Prof. dr. Guido de Wert (biomedisch ethicus)

Ook nadat het Maastricht UMC+ in 1995 een vergunning kreeg voor PGD van ernstige, erfelijke aandoeningen leidde de techniek soms tot turbulente ethische en politieke discussies. Dat is niet zo vreemd. We houden ons met PGD namelijk bezig met de beïnvloeding van het begin van het leven en de selectie daarvan. Daar moet je uiterst zorgvuldig mee omgaan. Er rijzen dan ook voortdurend vragen voor nadere ethische reflectie.

Guido de Wert
Ook nadat het Maastricht UMC+ in 1995 een vergunning kreeg voor PGD (Preïmplantatie Genetische Diagnostiek) van ernstige, erfelijke aandoeningen leidde de techniek soms tot turbulente ethische en politieke discussies. Dat is niet zo vreemd. We houden ons met PGD namelijk bezig met de beïnvloeding van het begin van het leven en de selectie daarvan. Daar moet je uiterst zorgvuldig mee omgaan. Er rijzen dan ook voortdurend vragen voor nadere ethische reflectie.

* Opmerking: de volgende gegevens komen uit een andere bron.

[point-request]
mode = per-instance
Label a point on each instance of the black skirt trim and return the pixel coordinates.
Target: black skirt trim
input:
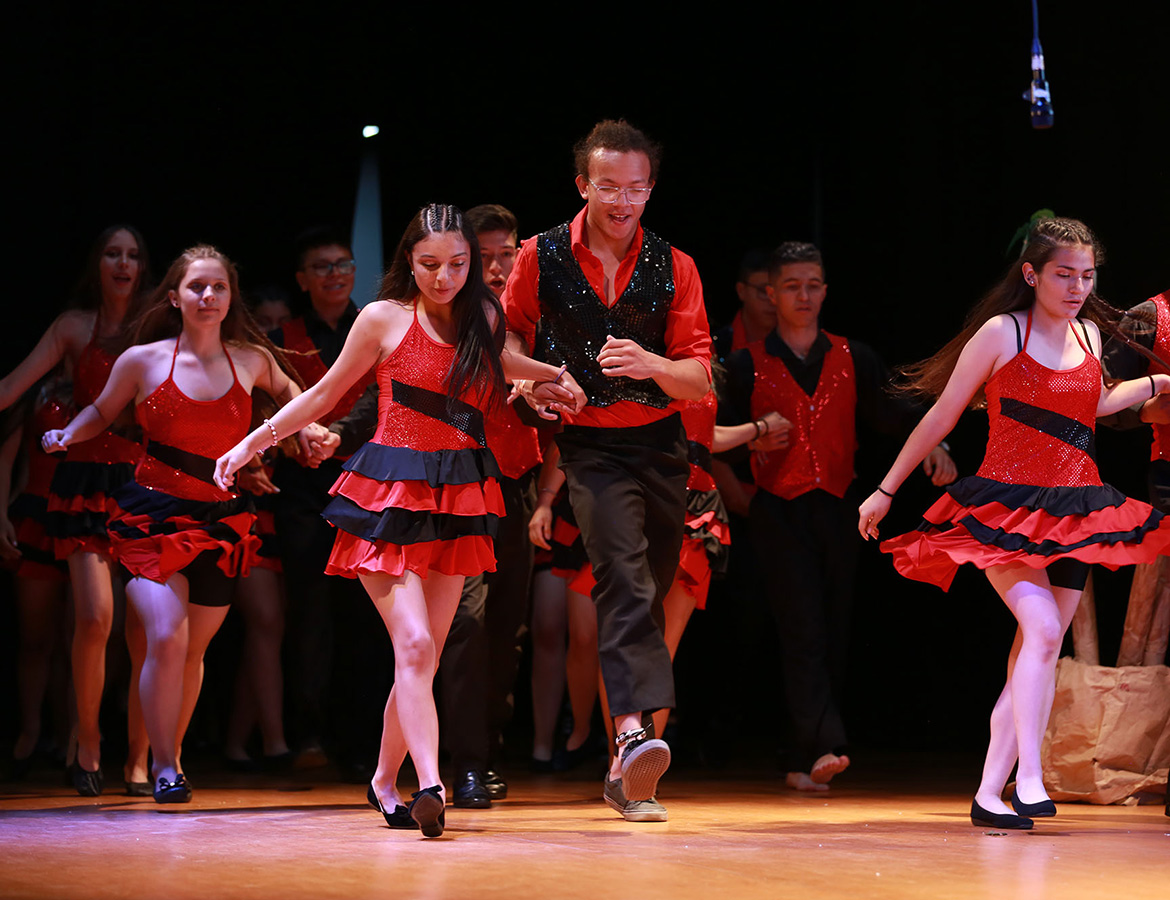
(1061, 501)
(380, 462)
(405, 527)
(1010, 541)
(163, 508)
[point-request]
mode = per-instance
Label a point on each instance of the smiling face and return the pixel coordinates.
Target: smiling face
(440, 263)
(617, 221)
(797, 293)
(204, 295)
(328, 287)
(1065, 281)
(119, 267)
(497, 249)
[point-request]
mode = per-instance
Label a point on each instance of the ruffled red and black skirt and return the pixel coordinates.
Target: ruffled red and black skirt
(155, 534)
(80, 496)
(988, 523)
(399, 509)
(27, 514)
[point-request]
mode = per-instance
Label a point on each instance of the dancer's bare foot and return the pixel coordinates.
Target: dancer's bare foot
(802, 782)
(827, 765)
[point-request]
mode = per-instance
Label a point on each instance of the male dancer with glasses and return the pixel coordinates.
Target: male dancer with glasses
(623, 311)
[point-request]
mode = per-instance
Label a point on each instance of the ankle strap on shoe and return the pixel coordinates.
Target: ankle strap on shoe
(635, 734)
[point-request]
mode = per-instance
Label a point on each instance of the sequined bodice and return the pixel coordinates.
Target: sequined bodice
(412, 398)
(201, 431)
(1041, 423)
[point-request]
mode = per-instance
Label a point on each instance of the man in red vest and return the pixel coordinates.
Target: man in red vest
(804, 513)
(330, 693)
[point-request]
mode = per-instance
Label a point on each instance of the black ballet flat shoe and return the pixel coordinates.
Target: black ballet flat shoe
(1005, 821)
(427, 810)
(139, 789)
(85, 783)
(1043, 810)
(177, 791)
(400, 817)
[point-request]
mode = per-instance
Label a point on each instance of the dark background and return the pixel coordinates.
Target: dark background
(893, 135)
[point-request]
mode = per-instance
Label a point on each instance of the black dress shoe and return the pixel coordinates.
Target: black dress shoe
(427, 810)
(470, 792)
(177, 791)
(87, 783)
(400, 816)
(495, 783)
(1043, 810)
(1005, 821)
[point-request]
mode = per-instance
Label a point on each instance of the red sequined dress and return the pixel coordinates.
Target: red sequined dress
(424, 494)
(707, 535)
(78, 507)
(1038, 496)
(28, 510)
(172, 510)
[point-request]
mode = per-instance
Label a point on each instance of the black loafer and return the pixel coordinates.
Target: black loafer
(470, 791)
(177, 791)
(1043, 810)
(495, 783)
(1005, 821)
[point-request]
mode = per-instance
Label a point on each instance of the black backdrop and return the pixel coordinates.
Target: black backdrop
(893, 135)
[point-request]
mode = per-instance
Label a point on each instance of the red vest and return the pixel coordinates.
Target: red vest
(1161, 448)
(824, 428)
(309, 365)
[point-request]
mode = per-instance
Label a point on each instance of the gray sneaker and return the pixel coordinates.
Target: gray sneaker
(632, 810)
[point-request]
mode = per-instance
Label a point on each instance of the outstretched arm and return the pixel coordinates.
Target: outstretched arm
(119, 391)
(975, 366)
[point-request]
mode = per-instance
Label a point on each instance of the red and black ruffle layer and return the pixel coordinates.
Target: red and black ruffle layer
(155, 534)
(988, 523)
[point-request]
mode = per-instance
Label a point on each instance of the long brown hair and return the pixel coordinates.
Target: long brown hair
(1012, 294)
(160, 320)
(477, 342)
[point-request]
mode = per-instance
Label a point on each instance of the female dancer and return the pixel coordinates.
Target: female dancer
(1036, 515)
(191, 373)
(89, 339)
(417, 507)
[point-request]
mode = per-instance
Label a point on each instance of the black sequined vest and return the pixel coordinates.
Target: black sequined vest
(575, 321)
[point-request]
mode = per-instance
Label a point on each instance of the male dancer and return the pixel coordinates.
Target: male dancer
(623, 311)
(804, 514)
(324, 610)
(482, 650)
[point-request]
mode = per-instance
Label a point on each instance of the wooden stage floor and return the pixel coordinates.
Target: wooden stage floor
(874, 836)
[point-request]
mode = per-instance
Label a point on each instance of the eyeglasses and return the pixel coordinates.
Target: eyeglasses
(321, 269)
(610, 194)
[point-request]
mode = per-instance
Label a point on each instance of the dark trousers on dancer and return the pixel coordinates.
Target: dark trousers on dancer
(339, 664)
(628, 492)
(807, 548)
(482, 650)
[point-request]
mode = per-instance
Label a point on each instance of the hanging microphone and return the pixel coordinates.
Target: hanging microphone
(1038, 95)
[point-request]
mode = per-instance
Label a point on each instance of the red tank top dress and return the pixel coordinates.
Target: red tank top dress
(172, 510)
(707, 535)
(78, 506)
(1038, 496)
(28, 510)
(424, 494)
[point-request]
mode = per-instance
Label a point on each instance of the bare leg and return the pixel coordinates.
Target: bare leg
(1020, 715)
(202, 623)
(582, 666)
(94, 616)
(163, 611)
(138, 743)
(549, 626)
(39, 603)
(418, 615)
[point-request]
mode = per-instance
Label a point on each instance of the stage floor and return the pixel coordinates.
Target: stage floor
(874, 836)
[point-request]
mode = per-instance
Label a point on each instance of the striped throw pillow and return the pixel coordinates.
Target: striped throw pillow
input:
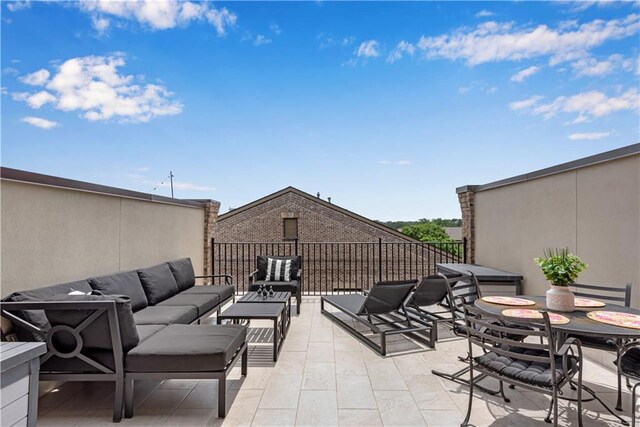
(278, 270)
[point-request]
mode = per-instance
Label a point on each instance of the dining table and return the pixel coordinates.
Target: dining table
(579, 323)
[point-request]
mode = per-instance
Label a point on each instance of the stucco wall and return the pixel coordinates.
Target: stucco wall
(593, 210)
(51, 235)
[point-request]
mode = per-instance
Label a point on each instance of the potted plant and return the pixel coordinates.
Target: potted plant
(561, 268)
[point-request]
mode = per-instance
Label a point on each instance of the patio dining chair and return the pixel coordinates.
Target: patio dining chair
(621, 295)
(382, 311)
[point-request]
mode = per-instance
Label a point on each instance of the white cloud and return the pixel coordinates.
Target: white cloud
(484, 14)
(368, 49)
(157, 14)
(37, 78)
(521, 75)
(492, 41)
(93, 86)
(402, 48)
(14, 6)
(39, 122)
(588, 136)
(587, 105)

Allereerst 'bij de voordeur': welke aandoeningen zijn ernstig genoeg om PGD te rechtvaardigen? Is bijvoorbeeld een risico op erfelijke borstkanker ernstig genoeg? Gelukkig hebben we in Nederland een verbod hiervan kunnen voorkomen. In de Regeling PGD (2009) zijn randvoorwaarden opgesteld voor een zorgvuldige PGD-praktijk die grotendeels sporen met de Maastrichtse werkwijze. Voor iedere nieuwe indicatie buigt een commissie zich over de vraag of PGD verantwoord en toelaatbaar is.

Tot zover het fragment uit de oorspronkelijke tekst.